Political reaction(aries)

I would have thought that the US white power nazi and assorted groups would have been very active in this US presidential election. It seems not so much. The New York Times reports that they are doing the best that can but mostly they are too marginalized, weak and divided even on the issue of whether Obama is really all that bad.

On the other hand, more mainstream groups like the Chaffey Community Republican Women, Federated, seem to be filling the gap with foolishness like an illustration of "Obama Bucks" -- a phony $10 bill featuring Obama's face on a donkey's body, labeled "United States Food Stamps."

More creepy is this report from the Washington Post which tells the story of the racism encountered by Obama campaigners:
They've been called racially derogatory names (including the white volunteers). And they've endured malicious rants and ugly stereotyping from people who can't fathom that the senator from Illinois could become the first African American president.
Meanwhile, some local rednecks get themselves organized in West Plains, Missouri. These local enterprising political stars put up a billboard reflecting their sophisticated political views.
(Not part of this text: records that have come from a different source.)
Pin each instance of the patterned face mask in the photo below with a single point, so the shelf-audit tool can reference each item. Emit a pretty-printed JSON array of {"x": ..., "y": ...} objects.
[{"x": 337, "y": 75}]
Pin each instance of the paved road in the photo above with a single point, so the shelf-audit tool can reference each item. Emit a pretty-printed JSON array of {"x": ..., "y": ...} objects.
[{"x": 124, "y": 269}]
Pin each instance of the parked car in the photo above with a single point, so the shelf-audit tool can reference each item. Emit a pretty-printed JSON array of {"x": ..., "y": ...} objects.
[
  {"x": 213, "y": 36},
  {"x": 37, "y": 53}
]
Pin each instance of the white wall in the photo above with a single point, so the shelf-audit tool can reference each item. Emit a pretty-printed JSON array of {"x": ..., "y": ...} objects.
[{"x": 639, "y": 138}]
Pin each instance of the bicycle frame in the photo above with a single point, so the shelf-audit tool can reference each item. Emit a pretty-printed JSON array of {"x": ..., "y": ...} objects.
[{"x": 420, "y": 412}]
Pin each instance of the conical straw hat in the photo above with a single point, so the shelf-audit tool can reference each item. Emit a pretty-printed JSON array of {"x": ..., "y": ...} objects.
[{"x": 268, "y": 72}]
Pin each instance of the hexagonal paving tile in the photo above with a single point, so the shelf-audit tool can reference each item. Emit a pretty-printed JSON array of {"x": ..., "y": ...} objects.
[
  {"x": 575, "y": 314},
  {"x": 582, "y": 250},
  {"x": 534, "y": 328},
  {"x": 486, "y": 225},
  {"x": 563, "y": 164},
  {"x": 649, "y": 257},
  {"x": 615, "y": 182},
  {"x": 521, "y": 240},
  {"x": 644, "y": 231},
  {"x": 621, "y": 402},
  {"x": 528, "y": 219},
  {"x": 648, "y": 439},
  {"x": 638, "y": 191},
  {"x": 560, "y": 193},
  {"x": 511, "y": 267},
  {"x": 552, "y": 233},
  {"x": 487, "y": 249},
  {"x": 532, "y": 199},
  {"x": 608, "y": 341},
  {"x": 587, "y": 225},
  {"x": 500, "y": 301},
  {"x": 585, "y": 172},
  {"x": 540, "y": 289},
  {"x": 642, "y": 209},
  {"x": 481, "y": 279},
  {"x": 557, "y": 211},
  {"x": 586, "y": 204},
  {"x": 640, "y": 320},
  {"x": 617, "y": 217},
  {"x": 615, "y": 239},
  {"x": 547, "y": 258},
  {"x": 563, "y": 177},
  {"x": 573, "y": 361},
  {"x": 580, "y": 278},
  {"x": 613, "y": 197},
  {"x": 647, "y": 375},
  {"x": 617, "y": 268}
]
Not too far away is the obligatory hanging-in-effigy incident. USA Today notes that:
The hanging of the effigy around the neck is seen as racist symbolism because it harkens back to lynchings of black men by white mobs, especially in the U.S. South, decades ago. Obama is aiming to become America's first black president.
No kidding.

And then just when you thought you had seen and read it all, you come across this huge steaming pile of absurdity. RightPundits.com, which received a secret copy of Michelle Obama's Princeton dissertation says that:
The excerpts show that Obama identifies with black militancy, utterly obsessed with race in America and her own blackness. It is a fundamentally racist document, shocking when considering that this scholarship is the product of a presidential candidate’s wife at a great university.
In the land of free speech, anything goes.